I would think they could not do that continually because it would mess up their rotation of land in and out of rest (if that is what the fallow land is…beats me …just guessing).
So I wonder if they suddenly increased the harvest in both countries if that would strain the grain hopper supply or if it could be handled if the growing seasons were spread out…again another open issue.
With there being drought conditions throughout large sections of the grain growing geography in North America - will there be sufficient moisture available to make currently fallow land productive?
To plant additional acreage is a significant investment for a farmer, in addition to his time and wear and tear on equipment he also has to acquire seed and fertilizer to be able to plant the crop.
Isn’t there a program where the govt pays farmers to not plant a certain percentage of their land?

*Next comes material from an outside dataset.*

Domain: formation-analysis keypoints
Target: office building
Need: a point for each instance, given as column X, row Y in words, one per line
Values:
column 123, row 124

My guess that is the land we are talking about.
A couple decades ago a friend of mine bought a farm, and he rented out a portion of his property to a neighbor who wanted to farm it, collected enough money from the government for not planting the remainder of his land (enough to actually make his mortgage payment)… And then continued working his 40 hour a week job as his vocation.
So, if such programs still exist, then I’d imagine that might be where the fallow land comes into the equation?
And let’s hope the war doesn’t involve us directly … We’re already aiding Ukraine… Russia has a nuclear arsenal…the return of troop trains may become more likely than an uptick in grain shipments… who knows.
Out here in flyover country, there are conservation programs that will pay to keep land from being planted but, at least in my area, very few farmers take part.
The prices paid by the government are so low that it’s much more profitable to plant the land.
Two literary endings come to mind: one from the Robert Lowell poem ‘Children of Light’ and the other from the Tom Lehrer song ‘So Long, Mom’.
The former references another ‘controversial’ Government ‘farm income support’ agricultural practice. The latter is why we won’t see domestic troop trains… any of the logical, or illogical, ways using the ‘nuclear option’ might bounce.
-Not a farmer, but I live inthe corn and soy bean part of the country…
I don’t know that you can suddenly increase the harvest. In our current economy, where are you going to suddenly get more seed, more fertilizer, more transportation, more capital, and more help?